According to sources who insisted on not being quoted or identified, Nielsen likely will carry the word “conditional” on its accreditation until the scheduled annual audit of the meter-only sample in 2005, but the MRC vote amounts to full accreditation. Over the months Nielsen will return to the MRC periodically with updates on progress on the L.A. sample issues, which range from fault rates in mid-teen percentages to categorization of languages spoken in homes participating in the new meter-only sample.
But Nielsen is likely to be free within days to put the MRC seal of approval-a check mark symbol-on the data produced from the Los Angeles LPM sample as of this week. The dismantling of the old diary-meter sample in Los Angeles began last week.
And Nielsen will be wrapping the Los Angeles LPM sample into the National People Meter sample as scheduled on Aug. 30. New York and Chicago LPM samples are to be added Sept. 27 to the national sample, which is expected to total 10,000 homes by the time Atlanta goes to the LPM system in mid-2006.
That would be the swiftest accreditation yet for an LPM sample. Nielsen launched the first LPM service in 2002 in Boston but did not receive accreditation until several months later. The MRC withheld accreditation when Nielsen launched its LPM service in New York June 3 but is expected to reconsider accreditation, perhaps as early as late August.
No accreditation vote has been set in Chicago, where Nielsen rolled out the LPM service last Thursday. Public and political protest in the Windy City has been less strenuous than the pitched battles waged in New York, Los Angeles and Washington in an attempt to delay Nielsen’s LPM timetable, which calls for the top 10 markets to be switched to the LPM service by late 2006.
The opposition has been spearheaded by Don’t Count Us Out, a coalition of advocacy groups and News Corp. News Corp. is the parent company of Fox Television Stations, which fired the first shot at Nielsen’s LPM plans last spring after seeing early LPM data in New York reflecting ratings losses of as much as 25 percent for ethnic-appeal programming aired on Fox-owned UPN stations in New York, Los Angeles and Chicago.

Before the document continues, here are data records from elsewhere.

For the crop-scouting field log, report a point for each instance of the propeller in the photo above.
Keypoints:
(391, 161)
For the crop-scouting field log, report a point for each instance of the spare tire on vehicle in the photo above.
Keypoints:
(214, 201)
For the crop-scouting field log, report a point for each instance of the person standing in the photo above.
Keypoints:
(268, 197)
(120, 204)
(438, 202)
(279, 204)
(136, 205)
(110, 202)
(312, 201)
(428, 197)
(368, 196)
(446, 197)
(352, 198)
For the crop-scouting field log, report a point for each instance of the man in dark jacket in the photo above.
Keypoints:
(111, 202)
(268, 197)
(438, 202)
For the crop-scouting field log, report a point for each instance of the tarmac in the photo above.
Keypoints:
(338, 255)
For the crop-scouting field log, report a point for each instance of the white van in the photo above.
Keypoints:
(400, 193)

Nielsen was asked by some of its clients, most notably Univision, to hold off until LPM samples settled down. Univision filed suit charging Nielsen with “unfair, unlawful and deceptive business practices” and asked for an injunction to delay the July 8 launch of LPM service in Los Angeles. The Los Angeles Superior Court denied the Spanish-language network’s request for an injunction. A hearing on Nielsen’s petition for the court to toss out the broader Univision suit is set for Aug. 9.
Some sources said that the MRC’s Los Angeles vote-in which Univision and News Corp. are said to have participated-is a signal the industry is now, with some exceptions, ready to make the transition to the LPM service as the benchmark-with the caveat that Nielsen needs to improve performance in some areas.
Those sources said that the process has worked and has produced a better service than what would have evolved by now had Nielsen not had to roll back its timetable to tweak and defend its samples and methodology.
Others said that the strongest signal sent by the MRC’s July 30 vote is that Nielsen is once again in control of the process.